Thinkopen/Mildred use case
The goal of the use case is to create a dataset that provides an aggregated view to the research data output of the University of Helsinki. This new dataset and accompanied data API are then used as the back-end service for university's Think Open site. Think Open brings together and promotes openness-related activities, such as open research data, open source code and publications, within the University of Helsinki.
Use case is part of the Mildred project, which aims to update the research data infrastructure provided by the University of Helsinki. Mildred consists of five sub-projects that concentrate on different phases of the research process. ATTX co-operates with the sub-project which is responsible for building and data publishing and metadata services.
Table of Contents
Approach
Dataset related metadata is still relatively sparse, compared to other research outputs, such as publications.
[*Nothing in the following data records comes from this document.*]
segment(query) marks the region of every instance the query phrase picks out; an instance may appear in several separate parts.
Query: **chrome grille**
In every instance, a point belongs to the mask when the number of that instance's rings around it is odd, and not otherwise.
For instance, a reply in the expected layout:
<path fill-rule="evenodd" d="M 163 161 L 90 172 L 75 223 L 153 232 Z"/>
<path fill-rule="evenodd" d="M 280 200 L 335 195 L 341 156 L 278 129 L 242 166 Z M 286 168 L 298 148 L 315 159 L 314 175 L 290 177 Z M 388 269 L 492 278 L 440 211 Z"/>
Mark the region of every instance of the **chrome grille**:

In this use case we are concentrating solely on data sources that were chosen by the project Mildred's steering group.
One of the main ideas behind the use case, is the added value that ATTX broker deliver by running customizable validation and data quality processes over the harvested data. This additional data can also be published and used by the Think Open site to deliver custom quality metrics alongside the dataset metadata.
Etsin is already a service that aggregates dataset metadata from different sources, so why make another similar dataset? Mildred use case is interested specifically in UH's research outputs whereas Etsin is a national service. By creating an UH specific dataset, we have control over both the content and structure of the dataset, which makes it easier to integrate it with Think Open work or any other UH specific use. It is also possible that some day the data might flow in an opposite direction between UH's dataset and Etsin.
When it comes to identifying which datasets are somehow related to the University of Helsinki, we will start with the simple methods that should have good precision but might not have acceptable recall, in order to get some data. It is however possible to extend to those methods with more complex internal processing.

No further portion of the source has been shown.